Mixing Streams and Batches: A Practical Approach for Legacy Upgrades

Mixing streaming and batching technologies might seem a bit counterintuitive, but it’s a common scenario when you’re tasked with modernizing legacy systems. I’ve encountered this a few times, mostly in systems that rely on processing large files in batches, often with limited flexibility.

‍

The typical setup involves ingesting a large file (we’re talking gigabytes here) that is transformed into events, running some transformations, and then generating a consolidated output file. But how can you create these output files efficiently and without causing errors?
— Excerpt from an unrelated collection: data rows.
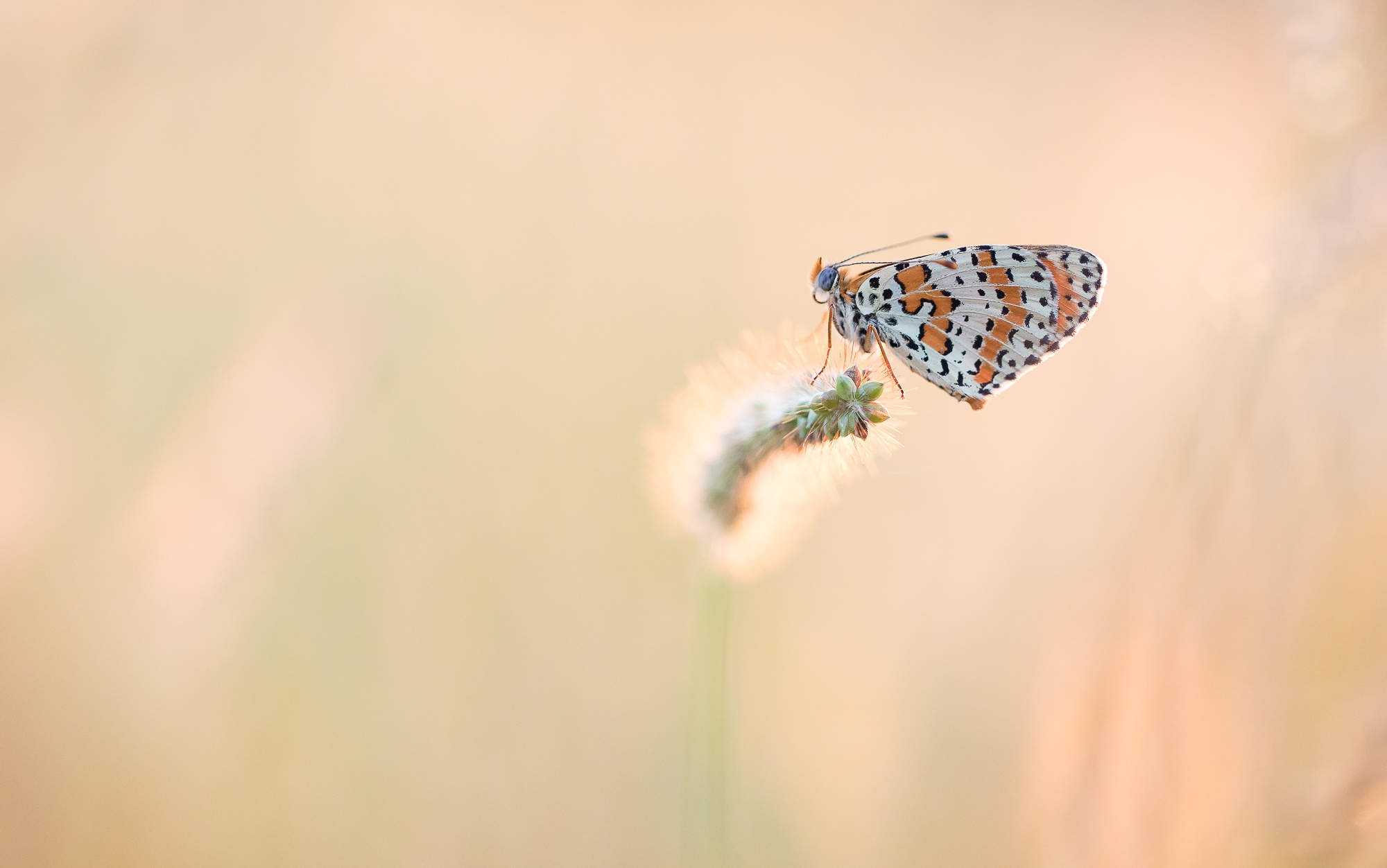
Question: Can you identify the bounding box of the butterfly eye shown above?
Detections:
[814,268,838,304]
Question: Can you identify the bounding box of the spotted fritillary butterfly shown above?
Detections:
[810,236,1107,410]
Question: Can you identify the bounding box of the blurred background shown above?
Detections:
[0,0,1387,868]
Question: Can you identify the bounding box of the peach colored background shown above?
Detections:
[0,0,1387,868]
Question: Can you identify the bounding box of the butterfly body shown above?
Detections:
[811,244,1107,409]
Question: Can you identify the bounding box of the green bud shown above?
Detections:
[834,374,857,401]
[863,403,890,424]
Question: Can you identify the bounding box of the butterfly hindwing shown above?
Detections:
[845,244,1107,406]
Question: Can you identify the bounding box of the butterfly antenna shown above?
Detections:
[832,232,949,268]
[809,311,834,385]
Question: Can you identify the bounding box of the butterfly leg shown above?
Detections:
[809,311,834,385]
[867,326,906,398]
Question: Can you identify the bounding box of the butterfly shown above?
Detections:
[809,236,1107,410]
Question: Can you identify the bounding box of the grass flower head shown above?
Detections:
[648,327,903,578]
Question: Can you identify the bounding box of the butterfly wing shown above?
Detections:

Let’s have a look.

‍

The use case

For this proof of concept (POC), I’ll be working with a relatively simple example:

Input: A CSV file containing a list of people.
Processing: Filter the list to keep only adults (those over 18).
Output: A new file with the filtered adult data.

‍

If you’d like to dive into the code immediately, check out this GitHub repo with the demo. Otherwise, read on to get some background information and a detailed explanation!

‍

The solution: a three-part architecture

In this case, the challenge is to integrate streaming processing for real-time use cases while also accommodating the batch-oriented nature of the output generation. To address this, I built a project that combines Spring Boot, Spring Batch, and Kafka Streams. It consists of three main components:

Ingestion: A Spring Batch application that reads the input file and publishes each line as an event to a Kafka topic.
Stream: A Spring Boot application that uses Kafka Streams to process the events, filter for adults, and send the results to a new Kafka topic.
Batch: Another Spring Boot application that consumes the processed events from Kafka, aggregates them, and then uses Spring Batch to generate the final output file.

‍

‍

At this point, you might be wondering why I don’t just do everything within the Kafka Streams app. Well, storing and processing massive batches entirely in a state store isn’t always practical or efficient. Plus, generating a potentially large output file directly from a stream thread could lead to timeouts or unwanted blocking.

‍

The ingestion application

This application will process the file and post the content into Kafka. Luckily, Spring Batch has all the tools we need and offers a production-ready solution that is fairly low code and highly configurable. Let’s have a look at how we can set things up.

‍

The backbone of the application is configured in the BatchConfiguration class, where we will define the steps that we need to take to process the input file.

‍

The first step transforms each line of the CSV into a BatchPerson entity, which encapsulates the data from a single line along with a generated batch ID for tracking purposes. Instead of sending these entities directly to Kafka, we’ll persist them to a database to ensure data integrity in case errors occur during processing or if we need to reprocess the file. This way, we avoid ending up with duplicate data on our Kafka cluster.

‍

Here’s how we define the ingestion step using Spring Batch’s StepBuilder

@Bean public Step ingestFileStep( JobRepository jobRepository, JdbcTransactionManager transactionManager, FlatFileItemReader<Person> personCsvReader, ItemProcessor<Person, BatchPerson> personItemProcessor, ItemWriter<BatchPerson> personTableWriter) { return new StepBuilder("ingestFileStep", jobRepository) .<Person, BatchPerson>chunk(100, transactionManager) .reader(personCsvReader) .processor(personItemProcessor) .writer(personTableWriter) .build(); }

‍

With the data safely stored in the database, the next step is to publish it to Kafka. For this, we leverage another Spring Batch step, this time using the KafkaItemWriter. This handy class is designed for producing Kafka messages with transactional guarantees. We’ll key the messages by their batch ID, ensuring that all events for a given input file are published to the same Kafka topic partition, preserving the order for downstream processing.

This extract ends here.